After a few weeks my nose got so bad my friend wouldn’t let me do it
anymore so I started smoking tar again, and that’s when it all starts
to hit the fan.

Reading some of the stories on here let me see situations much like my own from a different view, I’ve always been the addict.

People
go on and on about how it’s not a choice anymore, it’s a disease. There
is always a choice. You can choose to pull through the last little bit
of hell, or you can choose to rot in it forever. Some of you people who
are just trying to help need to pull your heads out of your but.

Making
more excuses for us isn’t going to make anything better, stop trying to
force help on people who don’t want it. Some people are addicted to
sleeping, or mudding or whatever you’re into; and that’s not a disease.

I mean I’m sure watching a loved one literally ruin their life
away to get high is probably worse than being the one who is ruining
their life, but that doesn’t mean people should justify it by saying
addiction is a disease.

How can you cure this “disease”? By
giving us way over priced drugs from our lovely government? Forget that.
The only way an addict is ever gonna get clean is if they want to, and
have the support to do so. I’m tired of making excuses for my addiction,
I’m tired of hearing other people’s excuses as well. There’s no excuse
for doing meth and heroin, nothing can justify that ever.

I
mean, I thought the first step in fixing a problem was to admit that you
have one? How can we do that if people are trying to ride it off as a
disease?

It hits a point where there’s no person left inside
anymore, just a fiend. They did that to themselves, that’s not a
disease. I personally believe that once you’re an addict you always will
be, regardless how long you’ve been clean. It’ll always be a huge part
of me, regardless of what I put myself through for it. I wouldn’t go
back and change the past because I’m still learning from it, one day I
know I’m gonna be really strong for it.

Every where around the
world there’s gonna be an opportunity to do some drugs and that’s what
scares me the most. You can’t be fully recovered until you can say no.
Lately I’ve been worried how long it’s gonna be before i can say no and
mean it. The only thing I want for my future is to not have to force
myself to say no, I want to want to say no.

Our Response:

It’s called a disease because it is attacking and changing your brain.

 

I can understand your frustration about the way people describe
addiction as a disease. It sounds like convenient excuse to allow people
to avoid accountability for their own choices.

But the problem with not understanding addiction as a disease is
that we don’t realize that when we’re addicted we’re being totally
controlled by the drug.

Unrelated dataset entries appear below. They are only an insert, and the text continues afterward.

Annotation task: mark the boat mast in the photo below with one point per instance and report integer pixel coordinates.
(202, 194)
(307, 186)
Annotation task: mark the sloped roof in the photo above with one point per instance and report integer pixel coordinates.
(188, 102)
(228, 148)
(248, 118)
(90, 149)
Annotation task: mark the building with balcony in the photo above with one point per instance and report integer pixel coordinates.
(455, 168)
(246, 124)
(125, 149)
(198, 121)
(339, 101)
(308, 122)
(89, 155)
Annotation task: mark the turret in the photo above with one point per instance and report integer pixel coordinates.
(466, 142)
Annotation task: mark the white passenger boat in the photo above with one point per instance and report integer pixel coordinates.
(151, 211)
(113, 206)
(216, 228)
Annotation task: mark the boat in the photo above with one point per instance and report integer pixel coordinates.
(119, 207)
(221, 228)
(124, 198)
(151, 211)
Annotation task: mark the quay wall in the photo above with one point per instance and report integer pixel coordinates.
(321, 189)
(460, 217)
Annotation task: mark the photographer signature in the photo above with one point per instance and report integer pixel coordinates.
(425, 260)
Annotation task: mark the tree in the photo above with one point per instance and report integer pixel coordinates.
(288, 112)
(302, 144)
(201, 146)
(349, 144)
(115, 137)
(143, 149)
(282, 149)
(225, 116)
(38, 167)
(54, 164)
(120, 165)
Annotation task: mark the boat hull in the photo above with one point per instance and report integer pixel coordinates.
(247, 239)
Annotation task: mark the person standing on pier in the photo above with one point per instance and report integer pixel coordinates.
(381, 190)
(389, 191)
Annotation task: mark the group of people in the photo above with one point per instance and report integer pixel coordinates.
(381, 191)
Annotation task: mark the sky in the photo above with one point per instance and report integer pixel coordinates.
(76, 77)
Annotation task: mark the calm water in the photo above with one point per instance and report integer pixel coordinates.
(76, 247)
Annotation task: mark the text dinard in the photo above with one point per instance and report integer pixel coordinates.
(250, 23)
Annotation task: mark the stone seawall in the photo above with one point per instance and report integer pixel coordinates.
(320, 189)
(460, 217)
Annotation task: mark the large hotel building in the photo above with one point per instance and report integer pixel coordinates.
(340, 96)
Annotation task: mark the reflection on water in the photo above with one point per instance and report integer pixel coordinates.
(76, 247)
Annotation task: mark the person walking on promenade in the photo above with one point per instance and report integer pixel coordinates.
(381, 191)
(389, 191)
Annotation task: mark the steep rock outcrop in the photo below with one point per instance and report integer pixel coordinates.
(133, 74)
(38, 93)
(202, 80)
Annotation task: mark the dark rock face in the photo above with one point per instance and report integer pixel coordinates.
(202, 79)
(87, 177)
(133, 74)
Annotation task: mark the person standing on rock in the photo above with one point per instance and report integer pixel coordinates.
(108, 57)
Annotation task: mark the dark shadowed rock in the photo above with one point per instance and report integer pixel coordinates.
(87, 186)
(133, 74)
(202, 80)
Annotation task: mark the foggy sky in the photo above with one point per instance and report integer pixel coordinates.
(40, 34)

As an addict, our brain’s change and because of
those changes we MUST use to feel “normal”. This is also why many people
view addiction as a fatal disease if left untreated.

From what you’ve said, it sounds like you want to get to a point
when you can say no to using because you WANT to say no. But the issue
you have is that your brain is being controlled by the drug and your
brain controls you.

Addiction recovery can be found as we work through our issues with
others and realize that a power bigger then ourselves is the only way
back to sobriety.

Choice or disease, you have the same problem regardless, how can you quit and get your life back?

I recommend you begin going to meetings with many other people
who’ve been where you’re at and see if people there can help you to
learn enough about yourself to learn how to end you addiction. The 12
steps were created for someone who is in the exact situation you’re in
and if you can begin to work the steps you will hopefully find the path
back that you’re looking for.



and Finally Remember:

“Ask and it will be given to you; seek and you will find; knock and the door will be opened to you. For everyone who asks receives; he who seeks finds; and to him who knocks, the door will be opened.”